Durante os cerca de três anos de existência, o Lusocord recebeu e congelou cerca de oito mil amostras de sangue do cordão umbilical. Nenhuma delas foi, no entanto, libertada - segundo tem dito Helena Alves, "por falta de pessoal para completar as análises e a classificação genética daquelas unidades".

Ontem, Hélder Trindade, que sublinhou não querer fazer comentários, disse ser "um facto que foram feitas 28 mil colheitas de sangue do cordão umbilical e apenas foram preservadas oito mil amostras". Helena Alves refere que estes valores "correspondem à média dos bancos mundiais com critérios de qualidade mais apertados".

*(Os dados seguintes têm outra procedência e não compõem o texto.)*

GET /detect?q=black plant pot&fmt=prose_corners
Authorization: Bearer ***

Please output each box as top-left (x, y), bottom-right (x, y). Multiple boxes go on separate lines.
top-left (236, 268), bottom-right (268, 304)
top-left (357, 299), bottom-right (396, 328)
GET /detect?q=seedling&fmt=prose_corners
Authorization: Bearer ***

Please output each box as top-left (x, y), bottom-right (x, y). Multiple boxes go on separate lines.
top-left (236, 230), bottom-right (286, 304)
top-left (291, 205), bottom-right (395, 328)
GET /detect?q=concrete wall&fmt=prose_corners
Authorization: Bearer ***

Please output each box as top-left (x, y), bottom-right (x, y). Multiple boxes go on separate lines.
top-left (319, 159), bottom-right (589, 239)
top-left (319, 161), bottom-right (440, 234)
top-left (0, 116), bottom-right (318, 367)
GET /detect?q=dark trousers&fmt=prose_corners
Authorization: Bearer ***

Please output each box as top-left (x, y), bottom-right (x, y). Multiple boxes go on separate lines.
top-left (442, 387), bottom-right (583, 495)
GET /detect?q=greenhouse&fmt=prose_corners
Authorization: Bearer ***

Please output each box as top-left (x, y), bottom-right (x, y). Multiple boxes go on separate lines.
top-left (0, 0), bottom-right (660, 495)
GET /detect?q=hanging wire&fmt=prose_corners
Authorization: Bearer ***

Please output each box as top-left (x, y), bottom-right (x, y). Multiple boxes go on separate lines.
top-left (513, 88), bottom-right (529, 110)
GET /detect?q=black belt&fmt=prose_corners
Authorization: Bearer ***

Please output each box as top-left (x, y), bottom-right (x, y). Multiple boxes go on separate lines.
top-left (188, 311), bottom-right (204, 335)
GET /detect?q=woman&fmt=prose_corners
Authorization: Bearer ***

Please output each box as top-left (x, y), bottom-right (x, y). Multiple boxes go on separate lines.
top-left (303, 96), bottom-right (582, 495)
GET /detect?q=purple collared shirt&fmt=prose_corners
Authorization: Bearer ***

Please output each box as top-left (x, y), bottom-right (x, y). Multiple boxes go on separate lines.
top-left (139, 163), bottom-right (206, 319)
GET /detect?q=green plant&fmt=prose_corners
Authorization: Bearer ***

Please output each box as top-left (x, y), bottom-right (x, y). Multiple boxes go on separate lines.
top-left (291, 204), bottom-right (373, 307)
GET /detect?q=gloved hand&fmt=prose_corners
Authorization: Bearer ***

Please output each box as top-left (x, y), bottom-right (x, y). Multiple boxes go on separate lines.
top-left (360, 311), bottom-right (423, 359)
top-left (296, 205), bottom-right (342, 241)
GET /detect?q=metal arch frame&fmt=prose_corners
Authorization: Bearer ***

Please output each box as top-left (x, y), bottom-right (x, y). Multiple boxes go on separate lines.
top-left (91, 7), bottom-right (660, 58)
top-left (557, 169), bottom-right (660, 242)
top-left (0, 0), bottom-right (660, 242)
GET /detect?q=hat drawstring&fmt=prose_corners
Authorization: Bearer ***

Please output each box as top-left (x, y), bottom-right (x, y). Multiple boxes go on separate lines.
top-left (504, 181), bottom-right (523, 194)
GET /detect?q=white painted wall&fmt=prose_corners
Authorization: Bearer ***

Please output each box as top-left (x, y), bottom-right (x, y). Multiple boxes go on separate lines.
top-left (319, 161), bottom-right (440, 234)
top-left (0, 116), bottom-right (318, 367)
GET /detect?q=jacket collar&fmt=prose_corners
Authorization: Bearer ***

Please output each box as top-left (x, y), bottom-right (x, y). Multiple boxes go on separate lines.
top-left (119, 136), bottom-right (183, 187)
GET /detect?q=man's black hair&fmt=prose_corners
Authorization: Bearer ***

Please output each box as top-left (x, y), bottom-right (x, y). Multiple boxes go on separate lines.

O deputado socialista, ex-secretário de Estado da Saúde e responsável pela criação do banco em 2009, Manuel Pizarro, veio prometer ontem, em declarações à Lusa, acompanhar a questão. "O que eu não gostava que acontecesse era o Estado ter andado meses a limitar as condições técnicas e financeiras do funcionamento do banco para agora culpar o banco pelas falhas que resultam dessas limitações que lhe foram impostas. Se não tinha pessoal administrativo, se não tinha técnicos superiores para a área dos concursos, não se podia esperar que todos esses procedimentos administrativos e concursais fossem feitos de acordo com o cumprimento de todas as regras", disse.